The bill reduces HUD's statutory Title I obligations and gives federal and local governments flexibility to reallocate resources, but it risks cutting federal community development and housing support that low-income people and local projects rely on, potentially shifting costs to taxpayers and creating short-term transition expenses for administering agencies.
State and local governments and HUD can redirect resources and administrative focus away from Title I programs and reduce HUD's statutory grant obligations, providing greater flexibility and simplifying administration.
Low-income individuals, renters, local governments, and nonprofits could lose access to federal community development and housing grants and the infrastructure and community projects those grants support.
Taxpayers, including middle-class families, could face higher local taxes or increased borrowing if state or local governments must replace lost federal funding.
HUD and administering entities will need to revise program administration and may incur transition and implementation costs prior to the October 1, 2025 effective date.
Based on analysis of 2 sections of legislative text.
Repeals the statutory authorities that create and authorize Community Development Block Grant programs, eliminating those grant authorities effective Oct 1, 2025.

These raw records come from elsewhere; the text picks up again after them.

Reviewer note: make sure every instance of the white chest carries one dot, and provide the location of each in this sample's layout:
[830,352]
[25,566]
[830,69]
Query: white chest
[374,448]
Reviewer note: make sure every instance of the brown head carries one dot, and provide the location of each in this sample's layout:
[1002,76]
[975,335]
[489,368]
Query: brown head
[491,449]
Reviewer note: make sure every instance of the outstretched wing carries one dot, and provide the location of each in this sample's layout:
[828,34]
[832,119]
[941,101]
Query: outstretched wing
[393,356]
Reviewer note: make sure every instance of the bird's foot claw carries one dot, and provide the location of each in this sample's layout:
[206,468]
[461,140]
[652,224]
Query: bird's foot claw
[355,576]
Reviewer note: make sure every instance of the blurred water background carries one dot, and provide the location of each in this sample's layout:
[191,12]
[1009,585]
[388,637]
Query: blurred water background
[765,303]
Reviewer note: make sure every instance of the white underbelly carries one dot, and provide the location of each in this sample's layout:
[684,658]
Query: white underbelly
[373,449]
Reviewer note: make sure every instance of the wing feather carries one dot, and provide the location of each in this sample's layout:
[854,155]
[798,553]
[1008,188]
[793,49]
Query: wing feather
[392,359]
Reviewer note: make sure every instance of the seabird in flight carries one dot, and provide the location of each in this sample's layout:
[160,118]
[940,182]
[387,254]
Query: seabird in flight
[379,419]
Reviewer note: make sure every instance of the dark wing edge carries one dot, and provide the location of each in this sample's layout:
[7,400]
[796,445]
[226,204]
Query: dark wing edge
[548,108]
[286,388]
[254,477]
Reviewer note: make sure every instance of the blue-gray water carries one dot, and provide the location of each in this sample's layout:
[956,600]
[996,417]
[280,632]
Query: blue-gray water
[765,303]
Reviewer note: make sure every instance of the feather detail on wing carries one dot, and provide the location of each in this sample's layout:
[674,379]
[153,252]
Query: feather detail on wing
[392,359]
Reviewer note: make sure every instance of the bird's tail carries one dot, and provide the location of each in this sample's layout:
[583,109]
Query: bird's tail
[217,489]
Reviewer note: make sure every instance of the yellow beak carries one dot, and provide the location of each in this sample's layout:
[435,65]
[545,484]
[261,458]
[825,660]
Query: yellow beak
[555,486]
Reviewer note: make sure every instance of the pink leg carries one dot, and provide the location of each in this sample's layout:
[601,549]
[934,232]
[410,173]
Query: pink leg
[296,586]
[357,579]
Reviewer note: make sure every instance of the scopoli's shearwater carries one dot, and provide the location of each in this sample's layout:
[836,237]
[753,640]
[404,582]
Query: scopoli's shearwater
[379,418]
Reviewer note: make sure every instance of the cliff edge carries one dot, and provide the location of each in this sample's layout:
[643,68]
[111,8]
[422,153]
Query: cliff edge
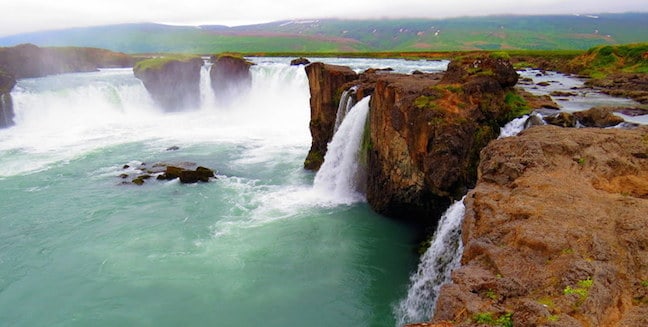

Introduced February 7, 2025 by Tom McClintock · Last progress February 7, 2025
Repeals key statutory authorities that create and authorize Community Development Block Grant (CDBG) programs, eliminating those federal grant authorities as of October 1, 2025. The change removes the statutory basis for a set of housing and community development grants that have funded local housing rehab, infrastructure, public services, and economic development activities for decades.